Dork........ .......... .. . ...... ........... .. . ... ...... .. . .... ..... .. .... ... .......... .... . . ..... Yeah its morse code, no big deal
im sober playing flip cup. its like cheating.
Apparently I'm the guy that didn't get the memo that Afliction and wifebeaters were the proper attire for tonight... so I'll just sit here alone in my sweatervest and be judged.
Please sleep at your girlfriend's tonight
Why?
'Cause I wanna jack off tonight.. And you being in the room makes things awkward
Restaurants Roasting People Who Gave Them Negative Yelp Reviews (25 Pics)

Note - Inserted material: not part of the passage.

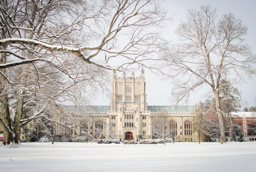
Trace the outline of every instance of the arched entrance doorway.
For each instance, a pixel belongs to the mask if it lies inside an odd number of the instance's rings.
[[[125,134],[125,140],[133,140],[133,133],[131,132],[126,132]]]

your facebook page is a work of drunk art.
If you don't sing me a lullaby then I'll just take shots till I pass out
drunk caitlyn doesn't know how to work gmail. so know an email has been sent to the entire campus with a picture of me naked eating a bagel attached.
I just spent 20 minutes in a Subway trying to take a candid photo of the doppleganger of the guy I lost my virginity to instead of eating. That's all the evidence I need that my life is on track.
Also, I found your gauge.
I found it under my pillow like a gift from the Sex Fairy.
Woman Posts Harassing DMs From Creep Online, Now He’s Upset Because People Told His Mom
If it wasn't for the fact that I drink during my lunch break I'm pretty sure I would have quit this job by now
I just saw my 7th grade teacher at the club. We had a pretty good talk over drinks. Turns out we both like dancing on tables.
I made out with a mom and her daughter and got a black eye, so yeah, my birthday went well
I just googled, "what type of cured meat does my face taste like", and one of the top results was, "The Definitive Guide to Bacon." I couldn't make this up if I tried.
THEY LEFT ME IN A CLUB BY MYSELF. I’M SO ANNOYED. I’M GOING TO FUCK THEIR BARTENDER FRIEND. Caps only because I’m really mad.